Pendant son voyage pour se mettre à l'abri, il a vu des cadavres le long des routes. Abuobida est arrivé à Adre le mois dernier, seul et sans ressources. Sa famille l'a rejoint plus tard.
Il montre un petit sac de sorgho et une pile de vêtements à l'intérieur de la tente de la famille. "Nous n'avons rien d'autre", dit-il.
Beaucoup de ceux qui arrivent sont gravement blessés. Les enfants, en particulier, souffrent de malnutrition. Les cas les plus graves sont hospitalisés, le PAM fournissant des unités temporaires pour un hôpital de fortune et la logistique médicale.

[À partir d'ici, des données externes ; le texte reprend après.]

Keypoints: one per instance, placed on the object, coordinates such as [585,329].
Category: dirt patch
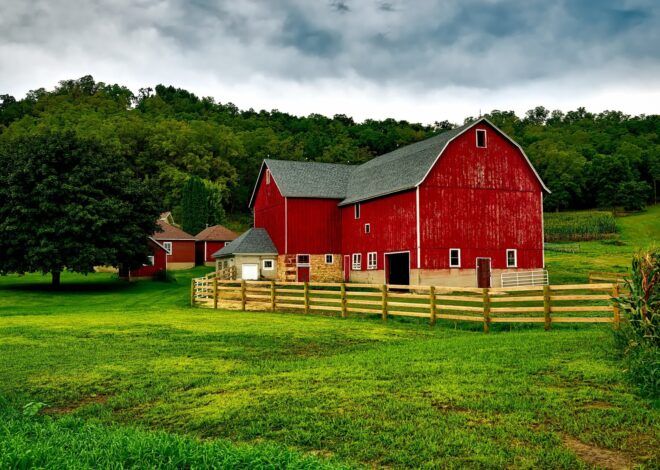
[59,410]
[598,405]
[593,455]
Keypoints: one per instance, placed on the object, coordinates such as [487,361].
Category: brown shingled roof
[216,233]
[170,232]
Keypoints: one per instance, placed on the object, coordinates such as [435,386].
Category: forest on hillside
[179,143]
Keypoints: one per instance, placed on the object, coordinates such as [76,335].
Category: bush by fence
[578,303]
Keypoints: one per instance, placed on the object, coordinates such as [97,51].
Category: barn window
[511,258]
[481,138]
[454,258]
[372,260]
[357,261]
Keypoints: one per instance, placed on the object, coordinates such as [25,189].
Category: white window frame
[476,138]
[459,258]
[515,258]
[372,260]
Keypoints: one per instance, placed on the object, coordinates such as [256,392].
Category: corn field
[579,226]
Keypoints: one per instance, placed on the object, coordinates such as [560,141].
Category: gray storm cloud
[412,45]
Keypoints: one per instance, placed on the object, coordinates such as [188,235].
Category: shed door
[250,272]
[483,272]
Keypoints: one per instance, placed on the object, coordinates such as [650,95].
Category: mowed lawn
[132,376]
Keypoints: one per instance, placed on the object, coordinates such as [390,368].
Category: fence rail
[575,303]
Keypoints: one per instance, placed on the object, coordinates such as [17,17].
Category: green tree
[70,202]
[194,205]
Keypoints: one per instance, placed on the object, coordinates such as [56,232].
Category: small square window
[357,261]
[454,258]
[511,258]
[481,138]
[372,260]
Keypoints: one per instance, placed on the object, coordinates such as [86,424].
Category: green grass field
[131,376]
[635,232]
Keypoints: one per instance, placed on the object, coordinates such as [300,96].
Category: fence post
[243,295]
[342,294]
[215,292]
[615,307]
[306,296]
[486,310]
[432,300]
[192,292]
[272,296]
[546,307]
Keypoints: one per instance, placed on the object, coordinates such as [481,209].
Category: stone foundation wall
[319,270]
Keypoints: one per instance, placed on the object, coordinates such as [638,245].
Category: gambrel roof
[254,241]
[402,169]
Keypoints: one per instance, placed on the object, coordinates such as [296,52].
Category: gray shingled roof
[254,241]
[399,170]
[310,179]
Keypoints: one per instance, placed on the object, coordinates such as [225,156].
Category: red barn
[458,209]
[157,262]
[180,246]
[209,241]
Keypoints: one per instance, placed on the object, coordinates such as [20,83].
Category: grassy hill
[132,376]
[611,254]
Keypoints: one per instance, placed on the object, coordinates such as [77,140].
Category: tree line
[165,136]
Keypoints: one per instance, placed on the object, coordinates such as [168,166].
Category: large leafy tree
[70,202]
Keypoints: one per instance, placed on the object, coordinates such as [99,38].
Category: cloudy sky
[422,60]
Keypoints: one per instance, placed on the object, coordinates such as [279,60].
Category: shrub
[639,336]
[575,226]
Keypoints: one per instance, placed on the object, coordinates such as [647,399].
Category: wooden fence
[576,303]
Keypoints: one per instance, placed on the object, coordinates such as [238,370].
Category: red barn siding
[269,212]
[314,226]
[483,201]
[392,219]
[183,251]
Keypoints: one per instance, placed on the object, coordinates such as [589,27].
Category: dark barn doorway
[398,268]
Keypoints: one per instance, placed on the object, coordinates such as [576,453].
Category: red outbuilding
[210,240]
[461,209]
[157,262]
[180,246]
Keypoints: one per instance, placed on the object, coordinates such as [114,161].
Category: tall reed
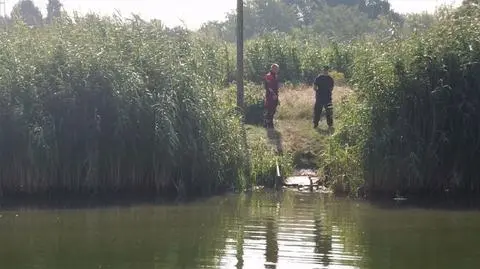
[93,105]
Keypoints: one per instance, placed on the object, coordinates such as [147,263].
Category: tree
[53,10]
[26,11]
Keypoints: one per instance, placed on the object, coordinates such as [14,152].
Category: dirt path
[294,132]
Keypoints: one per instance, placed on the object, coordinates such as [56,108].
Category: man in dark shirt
[323,87]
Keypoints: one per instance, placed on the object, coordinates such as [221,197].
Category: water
[260,230]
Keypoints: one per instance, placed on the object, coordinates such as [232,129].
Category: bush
[417,129]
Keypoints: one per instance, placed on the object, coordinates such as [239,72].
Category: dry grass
[294,127]
[297,102]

Mais pour certains des plus malades, il est trop tard.
"Chaque semaine, des enfants meurent", a déclaré M. Honnorat, du PAM, soulignant l'importance d'une prévention et d'un traitement précoces de la malnutrition.
Alors que le conflit soudanais entre dans son quatrième mois, le Tchad ne connaît pas non plus de répit.
"C'est une crise grave", a ajouté M. Honnorat, "et le problème, c'est qu'il y a beaucoup plus de gens qui arrivent".
Le PAM a besoin d'urgence de 157 millions de dollars pour venir en aide à quelque 2 millions de personnes qui en ont le plus besoin au Tchad et pour stabiliser une situation qui se détériore.